Demographic diversity does not define a multicultural campus.
Different cultures living in the same space do not make a multicultural campus.
A multicultural campus has expectations of members of the academic community. These expectations include all members – especially students – contributing to a welcoming and supportive environment.
Members of the academic community are not always aware of what welcome looks and feels like, and they often do not know that they are responsible for it.
I have been on many campuses this fall and, on one campus, I was looking out of a window just above where a student orientation leader or student adviser was giving remarks before beginning a campus tour. All the students taking the tour were white except for one black student with long braids who stood to the extreme right of the group on the front row.
During this beginning part of the tour, the guide never looked toward the black student.

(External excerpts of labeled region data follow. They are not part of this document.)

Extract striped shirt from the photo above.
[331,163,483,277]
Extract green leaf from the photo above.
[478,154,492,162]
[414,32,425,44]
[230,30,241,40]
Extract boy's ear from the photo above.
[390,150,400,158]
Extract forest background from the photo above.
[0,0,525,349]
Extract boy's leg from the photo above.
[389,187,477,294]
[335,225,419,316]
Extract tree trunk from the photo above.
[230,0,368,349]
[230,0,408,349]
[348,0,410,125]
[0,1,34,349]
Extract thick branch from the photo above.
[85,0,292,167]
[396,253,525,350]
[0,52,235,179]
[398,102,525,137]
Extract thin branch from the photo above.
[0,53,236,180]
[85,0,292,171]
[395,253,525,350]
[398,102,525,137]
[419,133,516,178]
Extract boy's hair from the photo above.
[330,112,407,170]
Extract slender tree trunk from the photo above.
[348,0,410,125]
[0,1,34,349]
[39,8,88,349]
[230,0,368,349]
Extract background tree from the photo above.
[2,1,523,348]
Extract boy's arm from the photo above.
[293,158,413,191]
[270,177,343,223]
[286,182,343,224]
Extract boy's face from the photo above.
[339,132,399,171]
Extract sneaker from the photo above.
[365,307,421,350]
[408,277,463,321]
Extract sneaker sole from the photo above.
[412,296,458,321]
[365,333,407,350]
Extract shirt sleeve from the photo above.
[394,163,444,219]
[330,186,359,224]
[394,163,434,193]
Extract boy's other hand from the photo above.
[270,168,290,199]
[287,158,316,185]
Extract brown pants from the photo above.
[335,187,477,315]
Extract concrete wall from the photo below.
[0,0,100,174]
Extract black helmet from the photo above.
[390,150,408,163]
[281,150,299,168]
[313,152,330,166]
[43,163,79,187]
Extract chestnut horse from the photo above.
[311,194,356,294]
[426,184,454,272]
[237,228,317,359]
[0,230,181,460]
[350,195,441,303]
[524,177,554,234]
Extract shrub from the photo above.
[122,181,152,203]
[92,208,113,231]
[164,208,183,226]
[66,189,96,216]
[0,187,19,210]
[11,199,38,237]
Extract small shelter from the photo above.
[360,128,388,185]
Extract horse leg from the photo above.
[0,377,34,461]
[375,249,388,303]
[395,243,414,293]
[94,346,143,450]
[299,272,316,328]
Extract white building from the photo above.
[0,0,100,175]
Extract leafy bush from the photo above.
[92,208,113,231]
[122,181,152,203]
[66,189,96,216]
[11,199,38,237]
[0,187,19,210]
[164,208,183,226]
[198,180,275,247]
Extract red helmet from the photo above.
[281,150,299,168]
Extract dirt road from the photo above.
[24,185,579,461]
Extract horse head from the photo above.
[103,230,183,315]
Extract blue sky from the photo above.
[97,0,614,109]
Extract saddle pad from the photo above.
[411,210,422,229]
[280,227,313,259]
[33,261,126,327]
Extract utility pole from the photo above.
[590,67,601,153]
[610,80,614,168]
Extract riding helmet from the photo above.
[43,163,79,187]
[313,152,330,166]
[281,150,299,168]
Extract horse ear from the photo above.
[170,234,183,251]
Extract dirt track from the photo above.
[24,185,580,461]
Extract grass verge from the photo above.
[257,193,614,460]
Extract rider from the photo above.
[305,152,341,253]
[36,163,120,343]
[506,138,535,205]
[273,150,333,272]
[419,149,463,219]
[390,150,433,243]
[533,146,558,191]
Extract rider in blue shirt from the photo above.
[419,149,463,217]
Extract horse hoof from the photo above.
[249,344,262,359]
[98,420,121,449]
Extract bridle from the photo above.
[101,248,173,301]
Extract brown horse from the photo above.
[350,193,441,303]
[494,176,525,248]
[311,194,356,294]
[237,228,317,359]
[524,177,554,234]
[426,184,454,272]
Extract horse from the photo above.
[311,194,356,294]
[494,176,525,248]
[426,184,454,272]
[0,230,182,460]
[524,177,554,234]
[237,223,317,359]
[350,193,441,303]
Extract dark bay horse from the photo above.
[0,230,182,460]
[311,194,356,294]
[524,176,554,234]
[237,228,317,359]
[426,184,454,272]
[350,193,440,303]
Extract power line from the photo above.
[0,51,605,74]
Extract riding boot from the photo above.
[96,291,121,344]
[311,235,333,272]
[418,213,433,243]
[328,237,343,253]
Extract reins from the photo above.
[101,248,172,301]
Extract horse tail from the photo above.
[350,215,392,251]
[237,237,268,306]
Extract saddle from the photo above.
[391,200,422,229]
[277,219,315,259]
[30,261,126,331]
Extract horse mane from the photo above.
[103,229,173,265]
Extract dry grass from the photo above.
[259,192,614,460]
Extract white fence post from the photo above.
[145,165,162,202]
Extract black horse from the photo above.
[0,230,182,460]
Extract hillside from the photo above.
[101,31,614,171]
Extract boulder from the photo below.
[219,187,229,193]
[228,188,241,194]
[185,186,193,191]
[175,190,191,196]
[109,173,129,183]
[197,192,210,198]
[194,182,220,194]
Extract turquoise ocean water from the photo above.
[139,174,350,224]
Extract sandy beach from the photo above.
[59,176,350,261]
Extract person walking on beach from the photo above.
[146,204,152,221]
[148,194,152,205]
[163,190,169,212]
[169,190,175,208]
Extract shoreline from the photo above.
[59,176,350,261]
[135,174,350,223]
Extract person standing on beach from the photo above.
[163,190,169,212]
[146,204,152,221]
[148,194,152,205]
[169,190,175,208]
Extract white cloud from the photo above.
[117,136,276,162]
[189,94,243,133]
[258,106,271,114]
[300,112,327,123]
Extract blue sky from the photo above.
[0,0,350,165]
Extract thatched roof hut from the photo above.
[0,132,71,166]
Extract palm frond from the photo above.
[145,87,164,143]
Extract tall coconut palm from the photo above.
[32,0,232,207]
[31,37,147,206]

The tour guide had long hair that covered or shielded the right side of her face, and she never turned her head to see around the hair, therefore blocking off all vision of those on the extreme right where the one black student happened to be standing.
The black student might not have been welcomed and the student might not have felt welcome. The guide might not have been aware of how it might seem when she never looked toward this student.
This is why it’s necessary to make all members of the academic community who represent the college aware of what welcome looks and feels like. Something as simple as a student tour guide making eye contact with everyone could make the difference in whether or not a prospective or new student feels welcome and whether or not the guide is contributing to the culture of a multicultural campus.